Implement RLM-style (Recursive Language Model) orchestration for complex tasks that would exceed single context window limits.
Inspired by: RLM Research Paper (arXiv:2512.24601)
Automatically decomposes large tasks, spawns parallel subagents (up to ~10 concurrent), aggregates results, and iterates until completion. Achieves functional recursion within Claude Code's depth=1 subagent architecture.
- Tasks requiring >100K tokens of context
- Multi-file codebase analysis or refactoring
- Research tasks with many sources
- Batch processing with independent partitions
- Any task showing context rot (degraded recall, repeated mistakes)
Main Session (orchestrator)
├── Decompose task into partitions
├── Spawn parallel subagents (fresh 200K context each)
├── Aggregate results
├── Spawn follow-up batch (if gaps exist)
└── Return unified result
Context rot prevention measured across scenarios:
| Scenario | Tokens | Baseline | RLM | Improvement |
|---|---|---|---|---|
| Medium | 75K | 85% recall | 95% | +11.8% |
| Heavy | 250K | 40% recall | 95% | +137.5% |
| Extreme | 625K | 40% recall | 92% | +130% |
This skill requires Claude Code CLI (Task tool for subagent spawning). Not available for Claude web/desktop.

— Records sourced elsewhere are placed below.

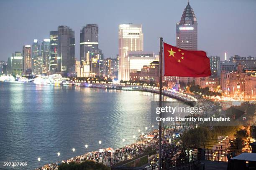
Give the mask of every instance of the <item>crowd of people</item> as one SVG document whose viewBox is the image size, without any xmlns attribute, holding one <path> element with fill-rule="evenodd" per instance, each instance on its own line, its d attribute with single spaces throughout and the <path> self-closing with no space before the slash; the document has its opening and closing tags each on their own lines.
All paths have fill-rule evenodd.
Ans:
<svg viewBox="0 0 256 170">
<path fill-rule="evenodd" d="M 169 156 L 175 152 L 180 147 L 179 137 L 179 134 L 185 130 L 182 126 L 166 127 L 163 128 L 163 157 Z M 56 170 L 61 163 L 69 164 L 72 162 L 81 163 L 86 160 L 92 160 L 111 166 L 122 161 L 137 157 L 144 153 L 152 151 L 158 150 L 159 130 L 154 130 L 146 135 L 141 135 L 137 141 L 132 144 L 116 150 L 104 150 L 103 152 L 95 151 L 83 155 L 72 157 L 67 160 L 44 165 L 36 169 L 36 170 Z M 155 154 L 151 160 L 151 164 L 157 163 L 158 154 Z"/>
</svg>

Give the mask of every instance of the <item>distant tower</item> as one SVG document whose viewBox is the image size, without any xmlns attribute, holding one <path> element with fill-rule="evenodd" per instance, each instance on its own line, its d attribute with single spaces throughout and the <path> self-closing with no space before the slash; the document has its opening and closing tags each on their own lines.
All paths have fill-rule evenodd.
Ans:
<svg viewBox="0 0 256 170">
<path fill-rule="evenodd" d="M 187 50 L 197 50 L 197 22 L 188 2 L 180 21 L 176 25 L 176 46 Z"/>
<path fill-rule="evenodd" d="M 24 73 L 26 73 L 26 70 L 30 70 L 30 72 L 31 72 L 32 60 L 31 45 L 23 45 L 22 52 L 23 60 L 23 71 Z"/>
<path fill-rule="evenodd" d="M 180 21 L 176 24 L 176 46 L 186 50 L 197 50 L 197 22 L 188 1 Z M 195 80 L 188 77 L 179 79 L 186 84 Z"/>
<path fill-rule="evenodd" d="M 41 45 L 41 55 L 43 58 L 43 68 L 42 72 L 46 73 L 49 72 L 50 62 L 50 41 L 49 39 L 44 39 Z"/>
<path fill-rule="evenodd" d="M 42 74 L 43 60 L 40 55 L 39 45 L 37 39 L 34 40 L 34 43 L 32 46 L 32 74 Z"/>
<path fill-rule="evenodd" d="M 224 60 L 225 61 L 227 61 L 227 52 L 225 52 L 225 54 L 224 55 Z"/>
<path fill-rule="evenodd" d="M 129 81 L 130 65 L 128 51 L 143 51 L 143 33 L 141 24 L 123 24 L 119 25 L 118 80 Z"/>
<path fill-rule="evenodd" d="M 50 74 L 57 72 L 58 51 L 59 51 L 59 41 L 58 31 L 50 32 L 50 58 L 49 71 Z"/>
<path fill-rule="evenodd" d="M 65 25 L 58 27 L 57 70 L 67 73 L 74 65 L 74 31 Z"/>
</svg>

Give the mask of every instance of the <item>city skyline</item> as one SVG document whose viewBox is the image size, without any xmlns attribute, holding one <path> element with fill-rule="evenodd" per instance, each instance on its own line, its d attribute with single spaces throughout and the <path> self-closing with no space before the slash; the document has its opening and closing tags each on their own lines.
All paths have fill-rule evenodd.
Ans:
<svg viewBox="0 0 256 170">
<path fill-rule="evenodd" d="M 51 4 L 49 3 L 49 1 L 47 1 L 44 3 L 38 2 L 36 4 L 32 1 L 26 2 L 29 3 L 31 7 L 38 5 L 38 7 L 41 6 L 40 8 L 43 8 Z M 75 44 L 77 47 L 75 48 L 75 56 L 77 59 L 79 58 L 79 30 L 82 26 L 90 23 L 97 24 L 99 26 L 99 48 L 102 50 L 105 58 L 114 58 L 118 53 L 118 25 L 123 22 L 142 25 L 144 34 L 144 50 L 146 51 L 153 51 L 155 53 L 157 52 L 159 50 L 158 38 L 160 36 L 164 38 L 165 41 L 176 45 L 175 25 L 179 21 L 181 12 L 184 10 L 187 5 L 187 0 L 179 2 L 165 1 L 166 5 L 161 7 L 162 10 L 161 12 L 156 10 L 158 9 L 159 7 L 159 5 L 157 4 L 153 4 L 153 2 L 151 1 L 149 1 L 148 3 L 144 3 L 145 2 L 136 2 L 137 6 L 145 7 L 146 9 L 151 10 L 149 10 L 148 12 L 146 12 L 146 14 L 143 13 L 143 10 L 136 10 L 134 13 L 130 13 L 128 10 L 125 9 L 121 11 L 118 8 L 117 9 L 116 8 L 113 8 L 111 6 L 113 2 L 114 1 L 108 3 L 102 2 L 102 4 L 107 3 L 105 4 L 106 5 L 105 7 L 107 6 L 107 8 L 104 8 L 102 7 L 104 7 L 104 5 L 101 5 L 99 7 L 99 9 L 102 10 L 99 10 L 98 13 L 95 13 L 90 17 L 87 17 L 86 15 L 84 15 L 84 17 L 82 17 L 81 16 L 84 16 L 83 14 L 82 14 L 83 13 L 81 13 L 79 10 L 78 10 L 72 11 L 73 14 L 66 18 L 67 19 L 64 19 L 65 17 L 58 18 L 58 21 L 56 22 L 55 20 L 51 23 L 52 21 L 43 18 L 42 22 L 40 22 L 40 23 L 38 22 L 38 25 L 33 25 L 31 24 L 34 24 L 35 18 L 33 16 L 30 16 L 30 14 L 33 12 L 35 12 L 35 10 L 41 9 L 38 8 L 39 7 L 36 9 L 30 8 L 27 9 L 28 7 L 24 6 L 24 5 L 20 5 L 20 7 L 23 7 L 23 9 L 27 9 L 27 10 L 28 10 L 24 13 L 24 10 L 20 11 L 20 8 L 17 8 L 17 7 L 20 7 L 18 2 L 17 2 L 16 3 L 17 5 L 15 6 L 12 5 L 11 2 L 2 2 L 1 8 L 3 9 L 1 10 L 0 12 L 2 14 L 5 14 L 3 15 L 2 15 L 2 16 L 7 17 L 6 18 L 1 19 L 2 26 L 3 27 L 1 28 L 2 31 L 0 32 L 0 34 L 4 40 L 2 41 L 0 44 L 1 47 L 0 60 L 7 60 L 7 58 L 11 56 L 13 51 L 21 51 L 23 45 L 27 44 L 32 45 L 33 40 L 34 39 L 38 39 L 39 42 L 41 42 L 44 39 L 49 38 L 50 31 L 56 30 L 56 28 L 61 25 L 69 26 L 75 31 Z M 82 2 L 74 2 L 70 8 L 76 7 L 80 9 L 80 7 L 79 5 L 79 3 L 81 3 Z M 92 10 L 90 9 L 90 7 L 93 6 L 95 5 L 94 2 L 84 3 L 87 5 L 86 8 L 89 9 L 86 13 L 90 13 Z M 131 5 L 129 3 L 124 3 L 127 9 L 129 8 L 129 7 L 131 7 Z M 177 8 L 175 9 L 168 8 L 168 6 L 170 6 L 171 5 L 173 5 L 173 3 L 175 3 L 174 5 Z M 54 2 L 54 3 L 57 4 L 57 2 Z M 206 51 L 208 56 L 220 56 L 221 60 L 223 60 L 225 52 L 228 53 L 228 57 L 235 54 L 238 54 L 242 56 L 256 55 L 256 52 L 253 49 L 256 43 L 253 40 L 255 39 L 256 33 L 252 33 L 251 31 L 250 31 L 251 30 L 250 28 L 255 27 L 255 24 L 253 22 L 248 23 L 246 21 L 253 20 L 253 16 L 255 16 L 255 12 L 253 10 L 253 7 L 254 4 L 256 4 L 255 1 L 248 0 L 246 3 L 241 3 L 238 1 L 228 1 L 220 3 L 214 2 L 211 2 L 210 3 L 203 2 L 201 0 L 198 0 L 190 1 L 190 4 L 194 10 L 196 11 L 196 16 L 199 23 L 198 28 L 199 32 L 198 35 L 198 50 Z M 63 7 L 64 9 L 68 8 L 65 4 L 59 5 Z M 118 6 L 121 4 L 118 3 L 117 5 Z M 52 5 L 54 6 L 53 4 L 52 4 Z M 228 8 L 228 5 L 232 5 L 232 8 Z M 217 6 L 218 12 L 209 13 L 209 10 L 214 11 L 214 8 L 217 8 Z M 50 14 L 48 14 L 47 12 L 50 11 L 52 7 L 50 6 L 49 8 L 49 9 L 43 11 L 37 10 L 36 12 L 39 13 L 44 12 L 46 16 L 49 16 L 48 15 Z M 15 12 L 9 13 L 10 11 L 13 11 L 7 10 L 10 10 L 10 8 L 14 10 Z M 242 10 L 243 9 L 245 10 L 246 8 L 246 10 Z M 114 10 L 114 9 L 116 10 Z M 238 10 L 238 9 L 240 10 Z M 168 9 L 169 10 L 167 10 Z M 250 10 L 251 9 L 251 10 Z M 19 15 L 19 12 L 22 11 L 23 14 Z M 109 14 L 108 17 L 110 18 L 114 15 L 114 18 L 116 18 L 111 20 L 108 18 L 106 18 L 106 17 L 102 14 L 103 12 L 106 12 Z M 56 12 L 54 12 L 54 13 Z M 117 16 L 117 13 L 118 12 L 120 13 L 120 15 Z M 205 15 L 205 12 L 207 15 Z M 220 16 L 223 15 L 222 14 L 223 14 L 223 12 L 225 12 L 225 15 Z M 84 14 L 85 14 L 85 13 Z M 165 15 L 167 15 L 167 17 L 164 17 Z M 66 16 L 65 14 L 64 14 L 64 15 Z M 138 17 L 136 17 L 135 15 Z M 171 15 L 173 17 L 169 17 Z M 160 16 L 161 17 L 159 18 Z M 205 17 L 206 16 L 207 17 Z M 148 17 L 148 16 L 149 17 Z M 22 17 L 20 18 L 21 17 Z M 28 17 L 31 17 L 31 23 L 27 23 L 26 26 L 20 24 L 18 27 L 19 28 L 18 31 L 17 27 L 12 26 L 12 24 L 16 24 L 17 22 L 20 23 L 23 19 L 25 19 L 23 18 L 26 18 Z M 72 17 L 79 17 L 79 19 L 72 21 L 71 20 Z M 46 18 L 47 17 L 46 17 Z M 243 20 L 243 18 L 244 20 Z M 11 22 L 11 23 L 8 22 L 10 20 L 13 22 Z M 16 20 L 17 22 L 15 22 Z M 154 24 L 152 24 L 152 21 Z M 239 25 L 235 24 L 235 22 L 237 21 L 239 21 Z M 215 25 L 216 23 L 218 23 L 218 24 Z M 159 27 L 159 25 L 161 25 L 159 23 L 163 24 L 164 26 Z M 214 30 L 212 29 L 213 24 L 215 28 Z M 226 28 L 223 28 L 224 27 Z M 10 31 L 10 29 L 13 31 Z M 210 35 L 209 34 L 209 32 L 211 33 Z M 236 36 L 234 36 L 234 35 Z M 220 38 L 221 39 L 221 41 L 220 41 Z M 109 42 L 111 43 L 109 43 Z M 10 45 L 10 44 L 12 44 L 12 45 Z"/>
</svg>

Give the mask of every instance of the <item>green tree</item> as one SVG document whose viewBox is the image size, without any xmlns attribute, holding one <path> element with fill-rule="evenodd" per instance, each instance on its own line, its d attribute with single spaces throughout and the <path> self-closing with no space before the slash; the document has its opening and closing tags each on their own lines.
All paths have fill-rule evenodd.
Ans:
<svg viewBox="0 0 256 170">
<path fill-rule="evenodd" d="M 110 170 L 110 168 L 102 163 L 92 160 L 86 160 L 81 163 L 62 163 L 58 170 Z"/>
<path fill-rule="evenodd" d="M 212 135 L 208 127 L 200 126 L 184 132 L 181 139 L 185 147 L 197 148 L 202 146 L 204 139 L 210 139 Z"/>
<path fill-rule="evenodd" d="M 247 131 L 246 130 L 240 130 L 236 131 L 235 135 L 236 139 L 230 142 L 230 150 L 241 152 L 246 145 L 245 140 L 248 137 Z"/>
</svg>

- ralph-loop - Autonomous iteration for single-context tasks
- superpowers:dispatching-parallel-agents - Detailed parallel dispatch patterns
- superpowers:subagent-driven-development - Implementation-focused subagent workflow
references/subagent-prompt-template.md- Templates for research, implementation, and exploration subagentsscripts/context_rot_test.py- Test suite to measure context rot prevention effectiveness
Invoke with /rlm-orchestrator or mention "RLM", "context rot", or "parallel agents" when facing large context tasks.